At-home kitchen shoots have stood in and “the quality is indistinguishable,” says Lamon. Client conversations are faster and less wasteful too.

“Client approvals are coming in over WhatsApp, which makes us wonder why we were ever wasting a client’s full day before. They would sit in the green room, drinking coffee, chatting, when they could have probably been spending their time on something else.”

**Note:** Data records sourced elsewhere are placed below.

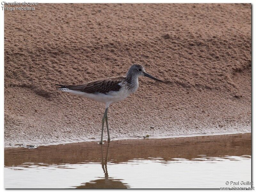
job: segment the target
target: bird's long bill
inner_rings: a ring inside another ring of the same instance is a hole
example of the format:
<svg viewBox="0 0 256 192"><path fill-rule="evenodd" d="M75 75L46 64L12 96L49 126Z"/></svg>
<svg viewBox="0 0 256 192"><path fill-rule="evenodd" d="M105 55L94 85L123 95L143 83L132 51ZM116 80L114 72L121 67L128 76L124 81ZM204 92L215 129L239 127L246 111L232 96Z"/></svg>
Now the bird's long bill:
<svg viewBox="0 0 256 192"><path fill-rule="evenodd" d="M164 82L162 80L160 80L160 79L158 79L157 78L156 78L156 77L153 77L152 75L150 75L148 73L147 73L146 72L144 72L144 76L146 76L146 77L149 77L152 79L154 79L154 80L156 80L156 81L161 81L161 82Z"/></svg>

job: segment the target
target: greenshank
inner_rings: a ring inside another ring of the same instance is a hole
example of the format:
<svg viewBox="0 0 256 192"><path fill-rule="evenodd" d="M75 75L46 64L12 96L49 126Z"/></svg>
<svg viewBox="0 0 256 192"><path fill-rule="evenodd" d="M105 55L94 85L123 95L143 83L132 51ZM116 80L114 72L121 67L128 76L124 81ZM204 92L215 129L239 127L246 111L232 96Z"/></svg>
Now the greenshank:
<svg viewBox="0 0 256 192"><path fill-rule="evenodd" d="M105 78L82 84L56 85L58 86L57 88L60 91L105 104L105 112L102 119L101 136L99 143L102 144L105 122L108 132L108 140L110 140L108 122L108 110L109 105L124 100L136 91L139 87L138 78L140 76L145 76L163 82L146 73L144 67L141 65L133 64L129 68L125 76Z"/></svg>

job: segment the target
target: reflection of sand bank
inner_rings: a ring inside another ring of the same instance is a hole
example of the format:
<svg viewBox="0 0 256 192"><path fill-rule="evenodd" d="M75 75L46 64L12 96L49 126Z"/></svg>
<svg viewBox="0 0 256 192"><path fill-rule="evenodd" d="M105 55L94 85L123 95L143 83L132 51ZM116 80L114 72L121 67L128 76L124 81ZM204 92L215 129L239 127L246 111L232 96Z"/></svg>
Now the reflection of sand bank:
<svg viewBox="0 0 256 192"><path fill-rule="evenodd" d="M251 155L251 133L179 138L175 139L129 140L111 142L108 162L127 162L134 159L151 159L161 157L162 161L174 158L192 160L198 155L207 156ZM107 144L103 144L107 150ZM4 149L4 165L21 165L24 163L47 164L102 162L100 145L84 142L42 146L31 149Z"/></svg>
<svg viewBox="0 0 256 192"><path fill-rule="evenodd" d="M76 187L77 188L127 188L127 184L124 183L122 180L114 179L109 177L108 172L108 158L110 142L108 143L107 152L105 158L103 155L103 148L101 145L101 166L103 172L105 174L104 179L97 179L90 182L82 183L81 185Z"/></svg>
<svg viewBox="0 0 256 192"><path fill-rule="evenodd" d="M104 105L53 85L124 75L135 62L164 83L140 78L137 92L111 106L112 138L250 132L251 11L40 4L5 12L5 144L99 138Z"/></svg>
<svg viewBox="0 0 256 192"><path fill-rule="evenodd" d="M33 149L6 148L5 186L78 188L226 187L223 181L227 178L250 180L251 136L248 133L115 141L103 146L93 142Z"/></svg>

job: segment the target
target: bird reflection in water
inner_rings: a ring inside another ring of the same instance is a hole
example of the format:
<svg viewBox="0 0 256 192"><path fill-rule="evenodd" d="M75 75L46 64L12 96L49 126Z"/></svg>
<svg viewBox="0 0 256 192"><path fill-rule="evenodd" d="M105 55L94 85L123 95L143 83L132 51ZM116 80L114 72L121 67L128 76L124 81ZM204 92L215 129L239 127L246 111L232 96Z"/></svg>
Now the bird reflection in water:
<svg viewBox="0 0 256 192"><path fill-rule="evenodd" d="M110 141L108 143L108 148L107 154L105 158L103 155L103 147L102 145L100 145L101 153L101 166L105 174L104 177L99 177L100 179L96 180L91 181L89 182L82 183L81 185L76 187L77 188L127 188L129 186L127 183L122 182L122 179L114 179L108 177L108 172L107 164L108 156L108 150L110 145Z"/></svg>

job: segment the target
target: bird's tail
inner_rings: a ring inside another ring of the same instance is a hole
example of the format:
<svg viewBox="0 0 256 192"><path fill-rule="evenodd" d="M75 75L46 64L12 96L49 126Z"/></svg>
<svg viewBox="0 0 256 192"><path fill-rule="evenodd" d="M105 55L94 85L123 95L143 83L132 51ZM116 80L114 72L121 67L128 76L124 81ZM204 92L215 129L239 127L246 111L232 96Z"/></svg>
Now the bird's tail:
<svg viewBox="0 0 256 192"><path fill-rule="evenodd" d="M60 90L61 89L63 89L63 88L66 88L66 86L64 85L61 85L60 84L55 84L55 85L57 85L57 86L59 86L58 87L57 87L56 88L57 88L57 89L58 90Z"/></svg>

Early in lockdown, another client wasn’t keen on hearing excuses about production difficulties and instead received Tasty’s first-ever animated video, which performed on par with pre-established formats.

And finally, another sign of enthusiasm is the huge surge in online retail. BuzzFeed and its verticals have enjoyed a flood of traffic through its affiliate links to Amazon (although Amazon reduced its rates for a time). The product round-ups are driving “record revenues“ claims Lamon.

With the pandemic and global movements putting multinational corporations on uneven footing, data like BuzzFeed’s could help them make decisions. “We’re well-positioned because of the two-way connection we have with our audience – we really understand them and they understand us. We don’t just reach our audience, we represent them through our content.” It aims to tap its partners into these trends, whether that's getting the right branded content, or even producing bespoke products for that audience.

Lamon is enthused by the creative innovation he’s seen these last few months, and the fact that clients are funding it is a bonus. Those brands that are opening their minds to new ways of working could help BuzzFeed develop new ways of talking to audiences, and find the best model for the future, he claims. “What we’re seeing now prefigures the world we’re all going to be living in in 10 years anyway.”

Lamon concludes: “We’re beginning to see a lot of exciting movement in the industry – movement towards streaming, towards gaming, towards more interactive forms of video. And we’re experimenting in all of these waters ourselves.“

BuzzFeed’s love for digital innovation will likely see more high risks, but hopefully, it will see high reward soon too – lest there be more cuts.